The Obama administration, rightly in my view, did very little when Russian “little green men” invaded Crimea. It did only a little more a few months later when Russia annexed Crimea after a sham referendum. It did very little about the continuing Russian activities in the Donbas region of Ukraine proper (what Wikipedia calls an ongoing Russo-Ukrainian War). And, naturally, neither did the Trump administration. It’s been nothing but cheap talk and painful but livable sanctions.
And, again, I think this is the correct policy. Ukraine is not a NATO ally or even a historic partner. Indeed, it was part of the Soviet Union and Russia for most of its existence. It has been an independent country in modern times for only the last 30 years. And, like it or not—and I don’t—Crimea is once again a de facto part of Russia and will likely continue to be long after Joe Biden has shuffled from this mortal coil.
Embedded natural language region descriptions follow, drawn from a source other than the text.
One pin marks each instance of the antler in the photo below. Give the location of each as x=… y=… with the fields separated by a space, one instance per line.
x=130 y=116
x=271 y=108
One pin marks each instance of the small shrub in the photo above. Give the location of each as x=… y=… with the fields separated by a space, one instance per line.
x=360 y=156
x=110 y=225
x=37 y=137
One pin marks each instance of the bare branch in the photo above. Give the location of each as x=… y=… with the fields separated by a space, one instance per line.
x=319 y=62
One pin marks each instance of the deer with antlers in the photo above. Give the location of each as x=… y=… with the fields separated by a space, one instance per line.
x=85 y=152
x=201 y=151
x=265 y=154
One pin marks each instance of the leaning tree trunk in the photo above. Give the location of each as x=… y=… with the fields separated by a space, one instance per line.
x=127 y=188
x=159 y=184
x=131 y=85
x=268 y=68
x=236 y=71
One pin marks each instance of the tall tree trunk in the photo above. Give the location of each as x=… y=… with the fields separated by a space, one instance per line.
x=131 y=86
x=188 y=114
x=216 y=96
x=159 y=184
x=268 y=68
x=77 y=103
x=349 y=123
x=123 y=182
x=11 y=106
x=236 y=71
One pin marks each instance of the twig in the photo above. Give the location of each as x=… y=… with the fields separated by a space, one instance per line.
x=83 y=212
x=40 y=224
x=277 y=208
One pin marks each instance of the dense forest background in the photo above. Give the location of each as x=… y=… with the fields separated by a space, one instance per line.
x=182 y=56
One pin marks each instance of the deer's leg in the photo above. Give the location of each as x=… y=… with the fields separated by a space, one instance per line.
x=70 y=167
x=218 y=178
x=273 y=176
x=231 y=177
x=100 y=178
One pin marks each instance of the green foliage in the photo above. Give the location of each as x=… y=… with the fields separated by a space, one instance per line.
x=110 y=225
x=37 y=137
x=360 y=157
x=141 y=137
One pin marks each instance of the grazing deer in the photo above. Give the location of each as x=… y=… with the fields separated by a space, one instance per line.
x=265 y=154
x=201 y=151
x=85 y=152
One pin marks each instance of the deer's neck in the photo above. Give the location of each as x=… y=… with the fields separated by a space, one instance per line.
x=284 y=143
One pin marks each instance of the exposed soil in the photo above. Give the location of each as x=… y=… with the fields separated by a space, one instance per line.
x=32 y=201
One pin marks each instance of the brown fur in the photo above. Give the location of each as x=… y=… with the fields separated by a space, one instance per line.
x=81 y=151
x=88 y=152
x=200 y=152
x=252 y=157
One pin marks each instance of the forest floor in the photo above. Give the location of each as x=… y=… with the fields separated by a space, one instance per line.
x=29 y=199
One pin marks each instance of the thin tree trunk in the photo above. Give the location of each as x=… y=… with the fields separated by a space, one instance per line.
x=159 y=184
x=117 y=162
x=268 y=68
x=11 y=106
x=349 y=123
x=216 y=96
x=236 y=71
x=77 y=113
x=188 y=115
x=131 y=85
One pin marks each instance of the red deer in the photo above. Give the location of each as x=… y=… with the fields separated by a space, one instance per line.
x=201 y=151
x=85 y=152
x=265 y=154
Putin’s actions have not been cost-free. He’s an international pariah. Russia has been expelled from the G-7 and is widely considered a joke of a country, “great power” or no. But, like it or not, Russia continues to have a massive military and a huge stockpile of nuclear weapons. We’re simply not going to risk World War III over Ukraine. Hell, most Americans haven’t stopped calling it “the Ukraine,” the name it held as a Soviet Republic.
I get not wanting to “accept anybody’s red lines.” We’re the planet’s most powerful country. But, to paraphrase the SEC advertising campaign, Ukraine just means more to Russia than it does to US. We don’t have to like that. But going to war to stop an invasion is in nobody’s interest and threatening to do so would be foolish.
Now, we can make things harder for Putin. We can certainly provide arms and intelligence and logistical support to Ukraine. I presume we’re already doing so, in fact. But Ukraine would be an outgunned proxy in a fight with Russia; our assistance would just prolong the inevitable, probably at great cost in Ukrainian blood.